What's 'nihilistic' about atheism? Or is it just certain brands of atheism that are nihilistic?
It is totally misleading. As it avoids the obvious question of what is the source of the quantum vacuum? And in addition, most of the general public has very little understanding of quantum physics - so will take Krauss' misuse of the word "nothing" at face value.

Nihilism: a doctrine that denies any objective ground of truth and especially of moral truths

Fits today's neo-atheists such as Krauss like a tight glove.

My Best,
Bertha
 
It is totally misleading. As it avoids the obvious question of what is the source of the quantum vacuum? And in addition, most of the general public has very little understanding of quantum physics - so will take Krauss' misuse of the word "nothing" at face value.

Well, I'm no longer going to debate the motives for choosing a book title of a man I can't ask. I wouldn't necessarily believe his answer anyway.:)

Bertha Huse said:
Nihilism: a doctrine that denies any objective ground of truth and especially of moral truths

Fits today's neo-atheists such as Krauss like a tight glove.

My Best,
Bertha

It's funny, I've come from an online environment where new atheists are (rightly, I think) constantly being accused of sticking too rigidly to conventional scientific wisdom, only begrudgingly, sometimes sneeringly acknowledging a level of cartesian doubt or agnosticism, and here I find them labelled nihilistic.

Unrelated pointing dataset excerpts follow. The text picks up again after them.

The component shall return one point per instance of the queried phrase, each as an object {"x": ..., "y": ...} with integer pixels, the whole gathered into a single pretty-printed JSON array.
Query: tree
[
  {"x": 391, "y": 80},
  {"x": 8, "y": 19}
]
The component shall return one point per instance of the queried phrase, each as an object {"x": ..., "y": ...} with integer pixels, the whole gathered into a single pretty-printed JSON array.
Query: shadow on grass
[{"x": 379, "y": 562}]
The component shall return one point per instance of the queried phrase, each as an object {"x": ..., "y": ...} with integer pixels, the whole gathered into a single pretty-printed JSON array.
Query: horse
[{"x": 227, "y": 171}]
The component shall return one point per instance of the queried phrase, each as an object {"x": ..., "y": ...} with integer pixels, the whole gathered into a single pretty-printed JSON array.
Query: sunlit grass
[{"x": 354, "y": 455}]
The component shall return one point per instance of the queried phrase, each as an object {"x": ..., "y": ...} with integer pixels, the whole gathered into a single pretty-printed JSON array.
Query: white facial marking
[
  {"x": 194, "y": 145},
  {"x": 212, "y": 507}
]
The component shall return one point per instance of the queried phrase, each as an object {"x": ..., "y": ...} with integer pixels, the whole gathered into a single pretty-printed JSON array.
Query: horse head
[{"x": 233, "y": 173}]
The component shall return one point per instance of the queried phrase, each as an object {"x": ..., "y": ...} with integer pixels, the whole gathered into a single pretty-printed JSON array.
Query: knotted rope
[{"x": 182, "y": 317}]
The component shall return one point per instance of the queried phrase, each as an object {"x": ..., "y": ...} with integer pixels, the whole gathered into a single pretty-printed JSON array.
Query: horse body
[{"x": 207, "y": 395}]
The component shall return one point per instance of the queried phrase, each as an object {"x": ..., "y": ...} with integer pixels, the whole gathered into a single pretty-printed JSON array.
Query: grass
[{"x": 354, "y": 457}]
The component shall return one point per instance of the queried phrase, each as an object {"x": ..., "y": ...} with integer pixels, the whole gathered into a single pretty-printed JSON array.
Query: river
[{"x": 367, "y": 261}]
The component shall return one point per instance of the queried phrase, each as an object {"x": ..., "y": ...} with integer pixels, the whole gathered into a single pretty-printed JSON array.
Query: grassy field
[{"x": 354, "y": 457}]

In the sense of nihilism as in 'atheists have no reason to accept morality since they perceive no 'meaning' (there's that stupid word again) to the Universe', I've only heard it from those attacking athiests. Humanism was pretty much created precisely because new atheist and secular types wanted to stress the importance of a moral code centred on the well-being of people and, ultimately, living things.

And if it's nihilism as in the 'the Universe has no meaning, therefore nothing has meaning, so why bother' sense, again, new atheists aren't saying that. They're saying' the Universe has no meaning', and the 'therefore why bother' bit is being inferred in order to attack them with it. And nobody has invented a god or origin of the Universe that imparts any more 'meaning' or demands any more morality than the laws of physics.